Hazardous Asteroid Classification with Machine Learning using Physical and Orbital Asteroid Properties

Started Apr. 13, 2022

Abstract or project description

Scientists are constantly studying outer space to expand their knowledge of the beginnings of the solar system. Asteroids, rocky objects orbiting the sun, have been a key focus of scientific study as they can provide insights into planet formation. With a seemingly infinite number of asteroids in space, the possibility of one colliding with our planet and leading to devastating effects constantly looms large. Asteroids that could come in close proximity or collide with earth are classified as potentially hazardous asteroids, PHA. On the most general level, this classification is determined by the size of the asteroid and by how close it actually gets to earth (NASA, n.d.). However, given the quantity of data to process when determining this classification, it becomes cumbersome for humans to manually analyze the data to make a prediction.

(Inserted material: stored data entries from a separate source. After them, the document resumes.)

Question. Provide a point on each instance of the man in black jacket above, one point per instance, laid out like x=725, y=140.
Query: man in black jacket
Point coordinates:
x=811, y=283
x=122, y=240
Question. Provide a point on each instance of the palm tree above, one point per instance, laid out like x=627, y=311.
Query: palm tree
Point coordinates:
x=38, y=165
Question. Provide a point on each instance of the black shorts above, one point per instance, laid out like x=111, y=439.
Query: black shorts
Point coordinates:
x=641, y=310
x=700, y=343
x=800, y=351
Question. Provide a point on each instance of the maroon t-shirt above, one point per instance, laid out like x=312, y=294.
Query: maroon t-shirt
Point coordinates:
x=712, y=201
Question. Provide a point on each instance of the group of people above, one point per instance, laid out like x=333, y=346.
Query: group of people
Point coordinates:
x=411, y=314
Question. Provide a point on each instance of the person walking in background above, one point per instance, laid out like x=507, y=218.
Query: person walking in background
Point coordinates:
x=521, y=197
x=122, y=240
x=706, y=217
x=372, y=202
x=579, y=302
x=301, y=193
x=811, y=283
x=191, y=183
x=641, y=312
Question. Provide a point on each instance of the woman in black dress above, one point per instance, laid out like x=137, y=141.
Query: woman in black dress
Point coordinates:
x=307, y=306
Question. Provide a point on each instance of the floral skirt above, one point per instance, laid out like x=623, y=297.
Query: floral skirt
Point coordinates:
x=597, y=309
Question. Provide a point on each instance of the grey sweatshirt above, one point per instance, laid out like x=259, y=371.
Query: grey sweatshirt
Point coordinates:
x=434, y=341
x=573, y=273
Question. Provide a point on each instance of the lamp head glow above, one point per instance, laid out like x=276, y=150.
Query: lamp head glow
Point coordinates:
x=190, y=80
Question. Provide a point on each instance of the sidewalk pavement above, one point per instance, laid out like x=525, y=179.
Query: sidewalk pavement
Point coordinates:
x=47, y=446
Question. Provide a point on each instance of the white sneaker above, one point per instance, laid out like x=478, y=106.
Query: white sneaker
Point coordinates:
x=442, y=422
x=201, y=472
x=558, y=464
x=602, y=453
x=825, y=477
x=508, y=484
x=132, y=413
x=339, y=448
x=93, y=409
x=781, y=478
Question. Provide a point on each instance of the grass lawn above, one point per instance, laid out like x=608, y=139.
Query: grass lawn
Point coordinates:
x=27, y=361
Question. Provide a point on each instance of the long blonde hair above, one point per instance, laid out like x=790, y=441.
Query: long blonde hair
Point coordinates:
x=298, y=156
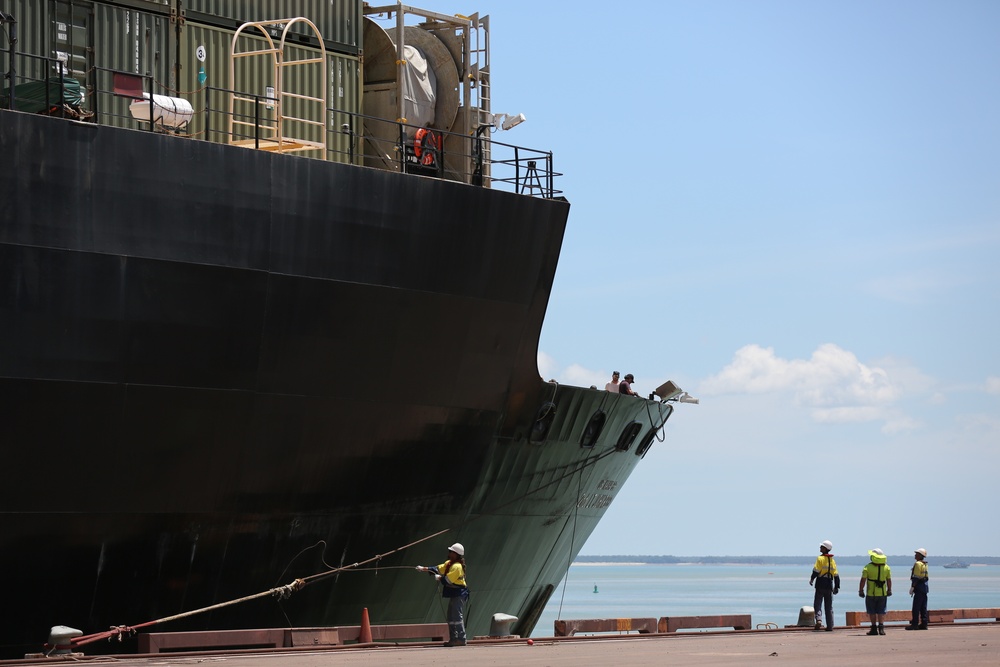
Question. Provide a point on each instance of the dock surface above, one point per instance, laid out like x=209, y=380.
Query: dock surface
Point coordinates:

Thus, machine learning techniques are ideal to study trends and make predictions. Machine learning is a method of data analysis based on computer algorithms that model relationships and improve our ability to analyze asteroid threats. Machine learning has been applied to automate the asteroid classification process in the past, for instance by Anish Si in 2018 at the Vellore Institute of Technology in India, where it was concluded that the 15-tree Random Forest model performed the best (Si, 2018). The application of machine learning to asteroid features is constantly evolving, emphasizing the importance of continuing to iterate on ideas that could confirm or supersede present day findings. The goal of this study was to train multiple machine learning models on asteroid features, including dimensions and orbital properties, and identify the model that most accurately classifies the asteroids as hazardous or non-hazardous. The key enhancements were that a different subset of features and significantly different list of models were used for classification. The results showed that a 50-tree Random Forest classification model had a 98.45% accuracy on the test set validating that the Random Forest is the most optimal model for asteroid classification.